For a CSTR with first-order decay, the effluent concentration is:

\( C_{out} = \frac{C_{in}}{1 + k\tau} \)

Step 1: Rearrange to solve for the detention time \( \tau \):

\( 1 + k\tau = \frac{C_{in}}{C_{out}} \)

\( k\tau = \frac{C_{in}}{C_{out}} - 1 \)

\( \tau = \frac{1}{k}\left(\frac{C_{in}}{C_{out}} - 1\right) \)

Step 2: Substitute the given values:

\( \tau = \frac{1}{0.5}\left(\frac{10{,}000}{100} - 1\right) \)

\( \tau = 2 \times (100 - 1) = 2 \times 99 = \textbf{198 min} \)

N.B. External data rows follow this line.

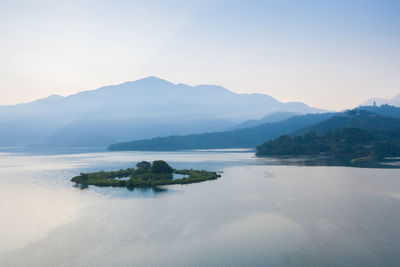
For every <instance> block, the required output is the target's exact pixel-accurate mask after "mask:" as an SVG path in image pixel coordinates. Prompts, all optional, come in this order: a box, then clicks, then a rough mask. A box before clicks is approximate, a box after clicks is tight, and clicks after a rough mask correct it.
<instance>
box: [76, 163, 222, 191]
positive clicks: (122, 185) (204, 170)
mask: <svg viewBox="0 0 400 267" xmlns="http://www.w3.org/2000/svg"><path fill="white" fill-rule="evenodd" d="M173 174H182V175H187V177H183V178H179V179H173ZM219 177H221V175H219V174H217V173H216V172H210V171H206V170H192V169H190V170H175V169H173V168H171V166H169V165H168V163H166V162H165V161H163V160H156V161H153V163H150V162H147V161H142V162H139V163H138V164H136V169H135V168H128V169H126V170H122V169H121V170H119V171H109V172H106V171H99V172H92V173H81V174H80V175H78V176H75V177H74V178H72V179H71V181H72V182H75V183H77V184H80V185H84V186H87V185H97V186H114V187H128V188H133V187H153V186H158V185H170V184H191V183H199V182H203V181H207V180H215V179H217V178H219ZM122 178H123V179H122Z"/></svg>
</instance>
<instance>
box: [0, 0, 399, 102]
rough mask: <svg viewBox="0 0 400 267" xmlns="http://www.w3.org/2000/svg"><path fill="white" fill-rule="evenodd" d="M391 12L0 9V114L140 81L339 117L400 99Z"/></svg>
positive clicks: (381, 4) (374, 8)
mask: <svg viewBox="0 0 400 267" xmlns="http://www.w3.org/2000/svg"><path fill="white" fill-rule="evenodd" d="M399 14H400V1H384V0H376V1H368V0H363V1H361V0H360V1H350V0H347V1H340V0H338V1H328V0H327V1H321V0H314V1H284V0H279V1H278V0H276V1H117V0H114V1H84V0H80V1H15V0H14V1H3V0H0V36H1V40H0V59H1V60H0V104H14V103H18V102H24V101H29V100H33V99H36V98H40V97H45V96H48V95H50V94H60V95H69V94H72V93H75V92H78V91H82V90H87V89H94V88H97V87H100V86H103V85H109V84H117V83H122V82H125V81H130V80H136V79H140V78H143V77H146V76H150V75H152V76H157V77H160V78H163V79H166V80H169V81H172V82H176V83H187V84H189V85H197V84H204V83H207V84H218V85H222V86H224V87H226V88H228V89H231V90H233V91H235V92H239V93H253V92H258V93H266V94H269V95H271V96H273V97H275V98H277V99H278V100H281V101H303V102H306V103H307V104H309V105H312V106H317V107H321V108H330V109H342V108H349V107H353V106H354V105H357V104H359V103H361V102H363V101H364V100H366V99H368V98H370V97H373V96H380V97H385V98H391V97H392V96H394V95H395V94H398V93H400V16H399Z"/></svg>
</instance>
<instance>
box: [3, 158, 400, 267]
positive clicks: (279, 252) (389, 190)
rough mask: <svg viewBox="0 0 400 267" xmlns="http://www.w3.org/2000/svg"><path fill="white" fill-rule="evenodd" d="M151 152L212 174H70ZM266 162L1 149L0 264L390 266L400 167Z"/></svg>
mask: <svg viewBox="0 0 400 267" xmlns="http://www.w3.org/2000/svg"><path fill="white" fill-rule="evenodd" d="M157 159H163V160H166V161H167V162H169V163H171V165H172V166H173V167H174V168H177V169H181V168H182V169H183V168H195V169H208V170H214V171H223V174H222V178H220V179H218V180H214V181H207V182H203V183H198V184H189V185H172V186H162V187H157V188H135V189H133V190H132V191H129V190H128V189H126V188H107V187H94V186H89V187H88V188H86V189H83V190H82V189H80V188H77V187H74V186H73V184H72V183H71V182H70V179H71V178H72V177H73V176H75V175H77V174H79V173H80V172H87V171H97V170H101V169H105V170H115V169H120V168H128V167H131V166H134V165H135V164H136V163H137V162H138V161H142V160H147V161H153V160H157ZM274 161H275V163H274ZM276 161H277V160H276V159H258V158H254V157H253V153H252V152H246V151H223V152H220V151H188V152H175V153H166V152H159V153H157V152H143V153H142V152H140V153H139V152H121V153H120V152H112V153H110V152H95V153H83V154H63V155H50V154H40V155H33V154H31V155H26V154H21V153H20V154H17V153H0V179H1V184H2V186H1V187H0V212H1V215H2V216H0V236H1V238H0V265H1V266H26V265H31V266H60V265H64V266H149V265H150V266H400V253H399V252H400V241H399V240H400V225H399V224H398V222H399V221H400V197H399V196H400V175H399V174H400V172H399V171H400V170H398V169H371V168H348V167H333V166H330V167H321V166H315V167H312V166H306V164H303V165H304V166H299V165H301V164H297V165H293V164H281V163H279V164H278V162H276ZM280 162H282V161H280Z"/></svg>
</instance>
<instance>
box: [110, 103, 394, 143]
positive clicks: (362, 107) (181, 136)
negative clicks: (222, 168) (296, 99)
mask: <svg viewBox="0 0 400 267" xmlns="http://www.w3.org/2000/svg"><path fill="white" fill-rule="evenodd" d="M398 118H400V108H397V107H394V106H389V105H382V106H380V107H373V106H364V107H359V108H357V109H355V110H351V111H347V112H343V113H322V114H307V115H301V116H293V117H290V118H288V119H286V120H284V121H278V122H272V123H264V124H261V125H258V126H253V127H248V128H241V129H236V130H231V131H224V132H214V133H204V134H192V135H185V136H178V135H176V136H166V137H157V138H153V139H144V140H136V141H131V142H124V143H117V144H113V145H110V146H109V147H108V149H109V150H112V151H124V150H137V151H173V150H184V149H218V148H249V147H256V146H257V145H259V144H262V143H263V142H265V141H268V140H272V139H274V138H277V137H278V136H280V135H283V134H295V135H303V134H306V133H308V132H310V131H314V132H316V133H325V132H327V131H335V130H338V129H342V128H349V127H357V128H361V129H371V130H384V129H387V128H392V125H393V124H397V125H398V121H399V119H398ZM250 125H251V124H250ZM399 130H400V128H399Z"/></svg>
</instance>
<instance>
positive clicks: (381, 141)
mask: <svg viewBox="0 0 400 267" xmlns="http://www.w3.org/2000/svg"><path fill="white" fill-rule="evenodd" d="M396 120H397V129H398V127H399V125H400V120H399V119H396ZM391 132H392V133H393V134H390V133H391ZM394 135H396V127H395V128H393V129H392V131H389V130H387V131H386V132H380V131H368V130H364V129H360V128H354V127H352V128H342V129H339V130H336V131H333V132H331V131H330V132H326V133H324V134H316V133H315V132H308V133H306V134H305V135H303V136H289V135H282V136H280V137H278V138H276V139H274V140H271V141H267V142H265V143H263V144H262V145H260V146H258V147H257V153H256V155H257V156H284V155H285V156H316V155H323V156H329V157H332V158H338V159H351V160H352V162H355V161H360V160H362V161H365V160H374V159H377V158H383V157H393V156H400V139H399V138H398V137H395V136H394ZM397 135H398V132H397Z"/></svg>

Note how much detention time the CSTR requires for 2-log removal (99% removal). For comparison, a plug flow reactor (PFR) with the same k would achieve the same removal in: \( \tau = -\ln(C_{out}/C_{in})/k = -\ln(0.01)/0.5 = 4.605/0.5 = 9.2 \) min. This dramatic difference (198 min vs. 9.2 min) illustrates why PFRs are far more efficient than CSTRs for disinfection. Answer choice A corresponds to the PFR solution — a common trap on the exam.

Answer: A

Step 1: Calculate the total heat input required:

\( Q_{in} = \frac{P_{out}}{\eta} = \frac{500 \text{ MW}}{0.35} = 1{,}428.6 \text{ MW} = 1{,}428{,}600 \text{ kJ/s} \)

Step 2: Calculate the coal consumption rate:

\( \dot{m}_{coal} = \frac{Q_{in}}{HV} = \frac{1{,}428{,}600}{25{,}000} = 57.14 \text{ kg/s} \)

Step 3: Calculate the carbon combustion rate:

\( \dot{m}_C = 0.65 \times 57.14 = 37.14 \text{ kg/s} \)

Step 4: Convert carbon to CO₂ using stoichiometry:

C + O₂ → CO₂

12 kg C produces 44 kg CO₂

\( \dot{m}_{CO_2} = 37.14 \times \frac{44}{12} = 37.14 \times 3.667 = \textbf{136.1 kg/s} \)

This corresponds to approximately 4.3 million tonnes of CO₂ per year if the plant runs continuously. This type of problem combines thermodynamics, stoichiometry, and environmental impact assessment — a classic cross-topic FE Environmental question. Note that answer choice D (57 kg/s) is the coal consumption rate, not the CO₂ rate — another common trap.